Friday, April 27, 2012

Micro Review [Film]: This Island Earth


The Meat

In This Island Earth, a scientist/jet pilot named Cal Meacham (the impossibly deep-voiced Rex Reason, which was his real name, apparently) orders some science parts out of a mysterious catalog, and follows the instructions -- which clearly did NOT come from Ikea -- to build a super-advanced wireless video telecom device that converses with an alien named Exeter. That Exeter is clearly an alien is utterly lost on Meacham and his assistant. So Exeter sends a magical, self-piloting plane to pick up Meacham and whisk him away to a secret science facility in Georgia that looks like an equestrian center/country club. Meacham falls in with Dr. Ruth Adams ("Dr. Ruth," hee-hee), an old girlfriend who pretends not to know him, and another scientist, Steve Carlson (Russell "The Professor from Gilligan's Island" Johnson). They finally figure out Exeter "ain't from these parts," and after The Professor makes one of the most odd and ill-fated filmic attempts to escape from an alien death-ray, Meacham and Dr. Ruth accompany Exeter to Metaluna. Exeter's home planet, Metaluna is constantly under attack by Zagons, who keep shooting radioactive meteors at the planet, threatening its existence.

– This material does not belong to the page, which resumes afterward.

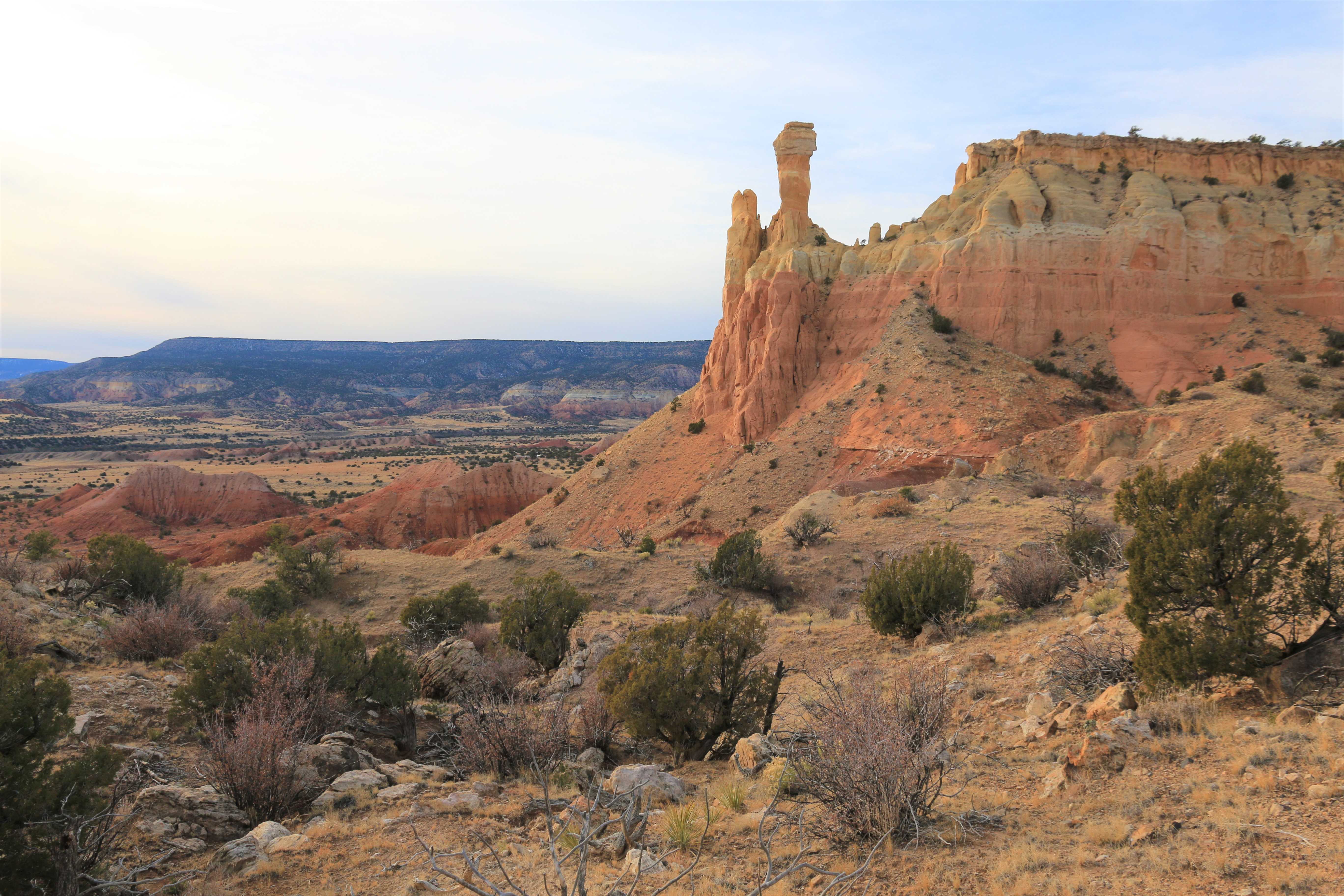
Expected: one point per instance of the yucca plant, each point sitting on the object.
(732, 796)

This Island Earth is one of those movies held up as an exemplar of great 50s sci-fi, and it appears that it earned much of this reputation upon initial release back in 1955. The warm critical reception that welcomed it seems to owe a lot to the fact that it was 1) in color, and 2) had some special photographic effects. Both of these things were new at the time, and probably wowed the heck out of people seeing this stuff in a movie for only the first or second time. The movie made a big impression on kids like Steven Spielberg and other young sci-fi fans who would go on to reference This Island Earth in other films, documentaries, and books when they grew up.

The problem is, color and special effects aren't new anymore. And maybe you've had the experience of flat loving a film as a kid, only to revisit it later and think "You know, this actually kinda sucks." You'd rather have left alone the really good movie you remembered in your head, instead of burdening it with the actual, sorta crappy movie that exists out in the world where the rest of us live. I think we can pretty safely put This Island Earth in that bucket. The gaping, jaw-droppingly "wha?" plot turns and broken science may have paled in comparison to the awesomeness of the special effects in 1955, but not so much any more.

The Math

Objective Quality: 6/10

Bonuses: +1 for having one of the more iconic 50s sci-fi monsters; +1, the customary bump for an early appearance by Russell "The Professor from Gilligan's Island" Johnson.

Penalties: -1 for woefully under-utilizing that cool sci-fi monster; -1 for moving the characters around like cardboard cutouts, rather than even attempting to give them sensible motivations for their actions; -1 for making an utter mockery of science. I mean, by 1955 we must have known that shooting a planet with some meteors wouldn't turn it into a star, right? I mean, we must've know that.

Cult Value Coefficient: 5/10

[See explanation of our non-inflated scores here.]

Also of note, this interesting essay by Errol Morris about a strange echo from This Island Earth in Douglas Sirk's 1959 racial drama Imitation of Life with Lana Turner.